The point therefore to me is not to create an artificially sterile and impossible Sacredness of the Secular World but rather to transform the Secular World to such a degree that all the really important things become Sacred (again) as it was actually always meant to be.

Now all of that being said I am not taking issue with the idea that Jesus would have been ashamed to do evil or to harm others. As a matter of fact it embarrassed him so much he refused to sin and to harm others.

Then again neither did he fear or feel shamed by or embarrassed by, nor did he retire from the Secular world. Instead he penetrated deep into it and fight there. The Secular world was his battlefield. The secular world was exactly where he thought the battle for the Kingdom of God ought to be really fought, and he thought if he could win there then the Kingdom of God was bound to triumph. After all you don’t reconquering territory you already possess.
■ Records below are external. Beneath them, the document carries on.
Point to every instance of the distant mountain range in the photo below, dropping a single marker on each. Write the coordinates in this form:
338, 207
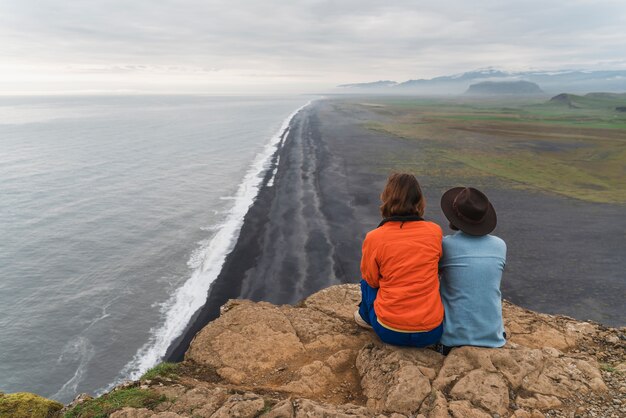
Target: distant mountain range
503, 88
549, 81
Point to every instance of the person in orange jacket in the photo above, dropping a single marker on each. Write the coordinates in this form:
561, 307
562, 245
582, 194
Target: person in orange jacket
399, 268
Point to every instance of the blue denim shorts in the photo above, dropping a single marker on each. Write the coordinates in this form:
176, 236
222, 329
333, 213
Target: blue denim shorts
409, 339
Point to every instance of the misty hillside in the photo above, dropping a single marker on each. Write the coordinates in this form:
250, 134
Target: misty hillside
611, 101
503, 88
550, 82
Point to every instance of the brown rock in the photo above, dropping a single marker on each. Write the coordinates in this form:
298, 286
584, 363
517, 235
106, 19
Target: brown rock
489, 390
248, 405
464, 409
539, 401
283, 409
392, 377
306, 408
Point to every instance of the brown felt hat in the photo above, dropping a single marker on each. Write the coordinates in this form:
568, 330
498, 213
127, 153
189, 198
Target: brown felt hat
469, 210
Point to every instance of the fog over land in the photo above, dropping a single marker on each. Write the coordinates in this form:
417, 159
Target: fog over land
244, 46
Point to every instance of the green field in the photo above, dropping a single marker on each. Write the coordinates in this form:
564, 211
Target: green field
573, 146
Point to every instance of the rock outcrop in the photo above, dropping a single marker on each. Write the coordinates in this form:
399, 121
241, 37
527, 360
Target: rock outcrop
311, 360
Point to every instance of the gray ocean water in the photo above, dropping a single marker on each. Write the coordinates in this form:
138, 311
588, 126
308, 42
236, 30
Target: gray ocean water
109, 206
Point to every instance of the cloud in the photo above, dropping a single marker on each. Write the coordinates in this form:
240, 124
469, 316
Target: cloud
311, 42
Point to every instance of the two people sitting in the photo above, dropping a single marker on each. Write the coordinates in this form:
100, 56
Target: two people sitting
420, 288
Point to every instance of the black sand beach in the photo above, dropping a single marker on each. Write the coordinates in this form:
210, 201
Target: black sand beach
304, 232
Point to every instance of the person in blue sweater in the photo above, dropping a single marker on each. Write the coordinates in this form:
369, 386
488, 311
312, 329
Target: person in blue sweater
470, 272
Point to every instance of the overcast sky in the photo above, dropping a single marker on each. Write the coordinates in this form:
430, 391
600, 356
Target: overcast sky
298, 45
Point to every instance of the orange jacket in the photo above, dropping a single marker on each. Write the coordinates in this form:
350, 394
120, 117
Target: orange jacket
401, 259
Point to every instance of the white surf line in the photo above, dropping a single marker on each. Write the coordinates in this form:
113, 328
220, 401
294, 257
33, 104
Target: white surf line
192, 295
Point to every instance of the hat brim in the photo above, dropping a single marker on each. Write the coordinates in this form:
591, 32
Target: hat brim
485, 227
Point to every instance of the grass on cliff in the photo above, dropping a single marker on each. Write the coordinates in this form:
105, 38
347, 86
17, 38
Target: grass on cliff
164, 369
107, 404
576, 152
28, 405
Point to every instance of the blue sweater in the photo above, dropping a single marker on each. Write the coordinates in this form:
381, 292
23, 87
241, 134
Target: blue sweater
470, 273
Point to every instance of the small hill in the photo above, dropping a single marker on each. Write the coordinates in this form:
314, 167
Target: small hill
503, 88
372, 85
612, 101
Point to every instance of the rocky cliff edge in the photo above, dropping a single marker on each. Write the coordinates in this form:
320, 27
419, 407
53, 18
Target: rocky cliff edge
311, 360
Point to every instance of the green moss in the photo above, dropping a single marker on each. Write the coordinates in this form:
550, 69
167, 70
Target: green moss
578, 153
28, 405
107, 404
164, 369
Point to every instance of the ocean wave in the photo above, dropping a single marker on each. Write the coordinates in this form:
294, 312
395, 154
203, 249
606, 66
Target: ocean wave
208, 262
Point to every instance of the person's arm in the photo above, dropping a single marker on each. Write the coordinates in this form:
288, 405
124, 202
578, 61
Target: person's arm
369, 265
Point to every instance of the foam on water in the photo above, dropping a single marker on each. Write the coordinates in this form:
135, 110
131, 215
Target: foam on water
208, 261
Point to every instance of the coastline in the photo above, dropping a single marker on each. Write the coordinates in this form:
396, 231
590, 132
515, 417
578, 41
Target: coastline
304, 230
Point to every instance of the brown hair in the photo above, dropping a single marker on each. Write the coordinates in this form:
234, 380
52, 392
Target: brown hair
402, 196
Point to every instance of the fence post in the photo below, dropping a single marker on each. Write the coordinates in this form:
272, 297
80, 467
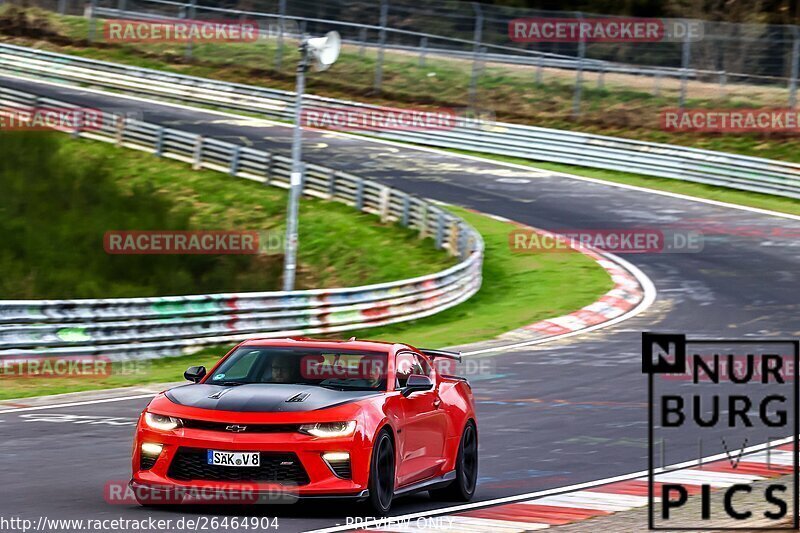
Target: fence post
192, 15
793, 68
281, 30
686, 56
576, 99
381, 45
476, 53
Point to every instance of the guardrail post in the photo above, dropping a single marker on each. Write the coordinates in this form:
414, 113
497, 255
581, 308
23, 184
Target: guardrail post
440, 224
406, 217
197, 160
76, 132
281, 30
381, 46
794, 68
192, 15
120, 133
91, 14
360, 194
476, 54
686, 56
539, 69
386, 197
332, 175
159, 150
423, 223
362, 38
453, 240
236, 157
268, 170
463, 243
576, 99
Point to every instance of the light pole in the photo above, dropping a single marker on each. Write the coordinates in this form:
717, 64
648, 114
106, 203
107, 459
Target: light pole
325, 50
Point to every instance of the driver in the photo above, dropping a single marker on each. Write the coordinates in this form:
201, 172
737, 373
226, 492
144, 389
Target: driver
283, 370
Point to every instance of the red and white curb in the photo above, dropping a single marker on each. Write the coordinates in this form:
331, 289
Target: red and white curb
604, 500
567, 505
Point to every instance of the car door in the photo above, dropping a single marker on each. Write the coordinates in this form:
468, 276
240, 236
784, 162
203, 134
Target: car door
424, 425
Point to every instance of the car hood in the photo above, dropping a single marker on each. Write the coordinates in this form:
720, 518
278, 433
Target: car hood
258, 397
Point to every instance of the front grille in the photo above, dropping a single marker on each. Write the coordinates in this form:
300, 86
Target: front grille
249, 428
146, 462
191, 464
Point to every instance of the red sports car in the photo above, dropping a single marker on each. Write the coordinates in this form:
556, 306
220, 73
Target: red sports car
308, 418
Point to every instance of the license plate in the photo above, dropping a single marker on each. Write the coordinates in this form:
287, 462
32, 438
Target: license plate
238, 459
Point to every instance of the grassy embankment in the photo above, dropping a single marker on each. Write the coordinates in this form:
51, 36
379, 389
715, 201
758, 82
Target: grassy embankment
58, 196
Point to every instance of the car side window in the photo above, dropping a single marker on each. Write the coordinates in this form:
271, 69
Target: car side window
242, 367
407, 364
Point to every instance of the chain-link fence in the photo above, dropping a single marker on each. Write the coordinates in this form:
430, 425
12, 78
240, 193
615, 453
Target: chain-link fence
403, 47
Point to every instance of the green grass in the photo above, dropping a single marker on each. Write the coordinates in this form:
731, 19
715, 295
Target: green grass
625, 106
58, 196
518, 289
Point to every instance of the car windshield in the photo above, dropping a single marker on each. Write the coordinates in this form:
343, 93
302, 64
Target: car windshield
334, 369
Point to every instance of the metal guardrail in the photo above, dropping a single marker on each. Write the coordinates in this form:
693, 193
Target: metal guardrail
542, 144
144, 327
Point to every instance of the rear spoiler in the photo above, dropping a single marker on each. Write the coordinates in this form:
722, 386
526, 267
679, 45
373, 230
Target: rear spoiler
444, 354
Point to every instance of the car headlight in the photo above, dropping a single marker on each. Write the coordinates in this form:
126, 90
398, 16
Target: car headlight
329, 429
162, 422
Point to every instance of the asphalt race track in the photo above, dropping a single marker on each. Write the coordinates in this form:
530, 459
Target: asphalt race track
555, 415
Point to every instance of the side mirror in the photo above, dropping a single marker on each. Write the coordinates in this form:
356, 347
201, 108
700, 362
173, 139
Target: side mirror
195, 373
417, 383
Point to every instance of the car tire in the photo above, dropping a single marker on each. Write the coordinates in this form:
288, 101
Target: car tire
382, 474
462, 489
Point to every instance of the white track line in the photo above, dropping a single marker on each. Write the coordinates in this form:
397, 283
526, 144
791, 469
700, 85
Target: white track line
75, 404
521, 498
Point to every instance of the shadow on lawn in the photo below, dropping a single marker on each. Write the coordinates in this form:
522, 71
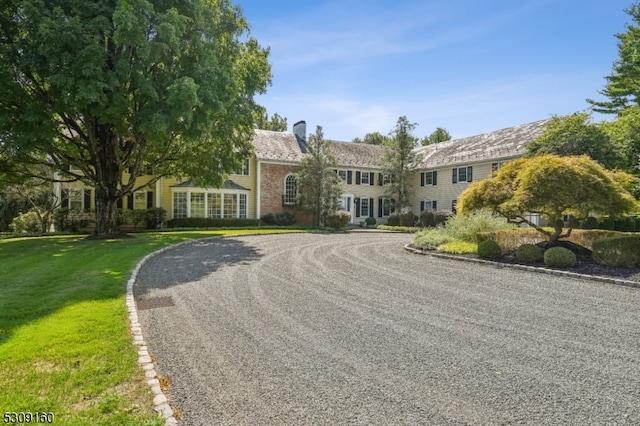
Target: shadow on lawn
191, 262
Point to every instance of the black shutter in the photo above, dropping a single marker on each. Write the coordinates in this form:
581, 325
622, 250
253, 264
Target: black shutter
87, 199
65, 199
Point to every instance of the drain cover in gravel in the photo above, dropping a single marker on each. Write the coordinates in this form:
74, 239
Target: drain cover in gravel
155, 302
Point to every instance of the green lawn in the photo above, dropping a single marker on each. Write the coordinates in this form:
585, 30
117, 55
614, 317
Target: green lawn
65, 343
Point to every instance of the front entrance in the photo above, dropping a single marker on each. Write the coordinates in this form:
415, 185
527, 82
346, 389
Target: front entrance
348, 205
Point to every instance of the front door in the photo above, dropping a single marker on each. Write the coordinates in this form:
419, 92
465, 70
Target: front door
348, 205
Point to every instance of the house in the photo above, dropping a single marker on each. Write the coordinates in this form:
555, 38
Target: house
267, 181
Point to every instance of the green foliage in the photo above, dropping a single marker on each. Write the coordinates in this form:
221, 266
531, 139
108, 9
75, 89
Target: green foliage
617, 251
26, 223
113, 87
431, 239
433, 218
374, 138
458, 247
622, 88
489, 249
529, 253
398, 162
275, 123
439, 135
551, 186
318, 184
208, 222
559, 257
279, 219
575, 135
467, 227
338, 219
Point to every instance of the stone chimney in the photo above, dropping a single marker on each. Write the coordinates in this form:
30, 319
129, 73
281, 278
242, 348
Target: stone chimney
300, 130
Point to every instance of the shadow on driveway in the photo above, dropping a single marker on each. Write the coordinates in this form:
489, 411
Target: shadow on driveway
191, 262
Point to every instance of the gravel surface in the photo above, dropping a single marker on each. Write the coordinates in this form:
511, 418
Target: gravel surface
351, 329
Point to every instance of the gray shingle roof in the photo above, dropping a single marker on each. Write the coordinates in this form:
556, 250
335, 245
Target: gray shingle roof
500, 145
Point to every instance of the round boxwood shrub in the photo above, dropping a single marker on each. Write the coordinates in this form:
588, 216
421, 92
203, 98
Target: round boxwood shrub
529, 253
489, 249
559, 257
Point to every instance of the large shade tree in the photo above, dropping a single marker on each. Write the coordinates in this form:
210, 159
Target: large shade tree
101, 91
398, 162
551, 186
319, 184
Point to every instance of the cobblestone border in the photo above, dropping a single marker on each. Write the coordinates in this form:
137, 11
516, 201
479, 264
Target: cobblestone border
607, 280
160, 402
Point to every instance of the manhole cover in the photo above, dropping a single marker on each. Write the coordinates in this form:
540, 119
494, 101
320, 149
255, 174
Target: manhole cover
155, 302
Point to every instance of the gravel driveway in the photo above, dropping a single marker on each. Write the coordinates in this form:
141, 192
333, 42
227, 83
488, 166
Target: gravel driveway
334, 329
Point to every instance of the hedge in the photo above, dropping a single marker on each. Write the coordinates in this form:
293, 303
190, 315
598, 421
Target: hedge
202, 222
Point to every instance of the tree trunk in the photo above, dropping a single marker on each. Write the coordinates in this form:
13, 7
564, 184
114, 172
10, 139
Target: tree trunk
106, 213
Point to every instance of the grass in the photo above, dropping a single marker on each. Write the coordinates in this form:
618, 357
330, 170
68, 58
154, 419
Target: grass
65, 343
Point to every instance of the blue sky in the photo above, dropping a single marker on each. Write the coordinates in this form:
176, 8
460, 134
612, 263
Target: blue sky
470, 66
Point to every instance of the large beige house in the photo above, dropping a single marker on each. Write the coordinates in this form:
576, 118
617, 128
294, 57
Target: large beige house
267, 181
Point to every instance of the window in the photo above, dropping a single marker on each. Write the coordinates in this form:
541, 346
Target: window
197, 204
364, 178
428, 205
462, 174
244, 169
290, 190
242, 205
214, 205
385, 206
364, 207
179, 204
429, 178
140, 200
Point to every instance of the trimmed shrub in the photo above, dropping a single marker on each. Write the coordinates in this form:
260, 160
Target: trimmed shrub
559, 257
279, 219
617, 251
529, 253
433, 218
489, 250
202, 222
393, 219
430, 239
26, 222
338, 219
467, 227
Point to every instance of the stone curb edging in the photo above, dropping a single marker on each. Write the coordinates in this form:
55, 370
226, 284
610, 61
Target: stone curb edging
607, 280
160, 402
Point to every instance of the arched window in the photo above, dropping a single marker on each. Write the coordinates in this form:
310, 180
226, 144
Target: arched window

You seek to conquer what you don’t yet control. So Jesus fought here, and the secular world was his battlefield.

And if you ask me he was sure as hell right.

You win here and Hell itself has no where else to retreat. In a very real way the Secular World is Hell’s last battlefield.

And how do you win here?

You infiltrate. Like Jesus did.

Jesus was a master infiltrator. And he was God-awful good at it.

To the world there are always frontlines and rearlines and battlefronts and homefronts. And this frontier and that line of demarcation and on and on it goes.

To the real infiltrator there is no such line, and there are no such divisions. And there never has been and never will be.

Jesus was the master of Godly Espionage. He knew exactly how to do it.

We could learn a helluvah lot from Jesus about how you really do this, and how you really kill Hell.

You do it from the inside out. You do it by going to the heart of Mordor and killing Sauron where he lives.

Everything else is just sit around and wait for a world that will never come.”